Bunsen burners and burning magnesium are not common sights in primary schools, where scientific experiments are limited. But with the help of Glow Meet on the Scottish schools intranet, Craigie-barns Primary in Dundee has enlisted Craigie High to make science more exciting.
Earlier this year, June Jelly, the Glow development officer for Learning and Teaching Scotland, set up a meeting with Glow mentors Kath Squire, principal teacher of biology at Craigie High, and Avril Martin, depute head-teacher at Craigiebarns, to see how they could work together.
They looked at the subjects P7 would soon be covering and decided that the topic "burning and gases in the air" could be greatly enhanced with some help from the secondary.
"Four second-year pupils volunteered to help," recalls Ms Jelly, "and using Glow Meet, two lessons were set up connecting them to P7 pupils."
In the first Glow Meet in April, substances such as magnesium were burned and the class looked at what is meant by burning, and what is needed if burning is to be sustained. They looked at oxygen and sources of heat and demonstrated alcohol, candles and fabric being burned. Then they looked at products which were flame-resistant.
The magnesium in particular was popular. Ms Jelly says: "This always gets a stir, as it results in bright white lights and it can't be looked at directly."
The primary children were able to ask Mrs Squire questions via the microphone, by typing into the dialogue area or annotating the shared whiteboard space in Glow Meet. She in turn was able to respond to their questions.

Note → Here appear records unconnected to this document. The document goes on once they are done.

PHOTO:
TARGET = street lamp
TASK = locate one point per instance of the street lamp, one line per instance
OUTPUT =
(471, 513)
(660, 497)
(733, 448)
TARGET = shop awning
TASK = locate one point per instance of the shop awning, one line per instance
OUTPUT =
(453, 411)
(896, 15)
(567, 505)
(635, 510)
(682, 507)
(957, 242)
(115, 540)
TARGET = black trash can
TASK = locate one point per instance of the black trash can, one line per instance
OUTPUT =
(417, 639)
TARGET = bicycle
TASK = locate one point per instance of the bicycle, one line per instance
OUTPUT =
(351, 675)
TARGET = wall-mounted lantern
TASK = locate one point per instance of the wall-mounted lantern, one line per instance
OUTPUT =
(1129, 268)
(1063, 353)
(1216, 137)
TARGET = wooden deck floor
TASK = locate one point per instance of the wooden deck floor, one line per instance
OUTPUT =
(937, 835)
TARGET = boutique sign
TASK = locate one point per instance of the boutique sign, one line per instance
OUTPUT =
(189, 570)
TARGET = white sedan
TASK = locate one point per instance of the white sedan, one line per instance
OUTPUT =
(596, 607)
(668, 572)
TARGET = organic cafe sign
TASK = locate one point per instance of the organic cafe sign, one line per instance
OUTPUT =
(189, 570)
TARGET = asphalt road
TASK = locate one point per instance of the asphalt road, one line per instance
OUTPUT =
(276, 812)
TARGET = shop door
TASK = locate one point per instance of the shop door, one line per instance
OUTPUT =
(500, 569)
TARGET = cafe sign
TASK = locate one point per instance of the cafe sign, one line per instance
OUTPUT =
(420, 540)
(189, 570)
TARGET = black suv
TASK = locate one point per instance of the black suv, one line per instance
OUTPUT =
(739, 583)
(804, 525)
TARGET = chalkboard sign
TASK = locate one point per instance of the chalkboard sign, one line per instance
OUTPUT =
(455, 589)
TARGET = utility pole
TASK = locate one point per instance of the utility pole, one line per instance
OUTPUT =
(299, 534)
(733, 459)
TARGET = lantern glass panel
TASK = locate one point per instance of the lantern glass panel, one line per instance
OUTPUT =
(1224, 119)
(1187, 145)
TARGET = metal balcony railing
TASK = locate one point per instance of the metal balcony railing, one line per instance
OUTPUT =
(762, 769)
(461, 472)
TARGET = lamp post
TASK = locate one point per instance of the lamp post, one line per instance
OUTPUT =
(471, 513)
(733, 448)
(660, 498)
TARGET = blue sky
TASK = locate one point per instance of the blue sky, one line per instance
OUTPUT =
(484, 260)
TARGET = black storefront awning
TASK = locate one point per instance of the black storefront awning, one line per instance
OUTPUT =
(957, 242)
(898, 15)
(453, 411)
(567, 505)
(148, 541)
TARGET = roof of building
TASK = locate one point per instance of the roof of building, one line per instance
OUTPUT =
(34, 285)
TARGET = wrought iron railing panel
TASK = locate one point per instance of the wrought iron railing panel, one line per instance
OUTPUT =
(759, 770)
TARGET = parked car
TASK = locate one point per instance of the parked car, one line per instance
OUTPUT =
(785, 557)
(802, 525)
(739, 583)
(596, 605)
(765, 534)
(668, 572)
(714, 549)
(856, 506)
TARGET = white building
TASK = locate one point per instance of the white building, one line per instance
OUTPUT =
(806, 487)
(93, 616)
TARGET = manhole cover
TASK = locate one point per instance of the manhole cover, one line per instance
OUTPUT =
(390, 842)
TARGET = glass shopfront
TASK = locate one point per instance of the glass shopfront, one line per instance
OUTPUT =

In the second lesson, both schools were getting the hang of Glow Meet, and the pupils and teachers were able to focus fully on the learning intentions of the lesson, which included a more in-depth look at oxygen and other gases of the air. They looked at what percentage of air is oxygen, what gas is in the air and how we know this.
In the two lessons, the Craigiebarns children were able to experience areas of science usually left until secondary school, or only experienced through books and videos. "Some science topics can be covered in primary schools, such as seed germinating, but others are harder to cover. Actually, getting to see burning enriches the experience," says Ms Jelly.
It is also difficult for most primary schools to set up such experiments. "Alcohol couldn't really be burned in primary schools; the risk assessment would be a huge issue," she explains.
"Primary schools don't tend to be set up for science. The floors are carpeted and classes are bigger than in secondary schools. Glow Meet enabled them to watch hazardous experiments which they would not be able to do in their classroom."
There are also benefits for transition and for building links between the two schools. "It means that when the primary pupils start at secondary school, they will recognise some of the staff and will have seen the science labs before. It should ease the process."
While the advantages for the P7s are obvious, there are also benefits for the S2 pupils who took part. "At the secondary school end, the pupils were given the feeling of responsibility from the part they played. They also had to understand the science themselves well enough to be able to explain it, improving their own science knowledge," says Ms Jelly.
The next step was to take the pupils to Craigie High to test for oxygen themselves.
These two schools are located very close to each other, but Ms Jelly believes similar Glow Meet sessions would work particularly well for schools located further apart, proving quicker and cheaper than transporting the children from one school to the other.
She says: "Glow Meet is good for linked interaction. Before Glow, for such a project to happen, a video conference would have had to be booked. This is a much more accessible way. It takes time to get to grips with it, but I certainly think it could be used again with any topic where the primary pupils could do with support."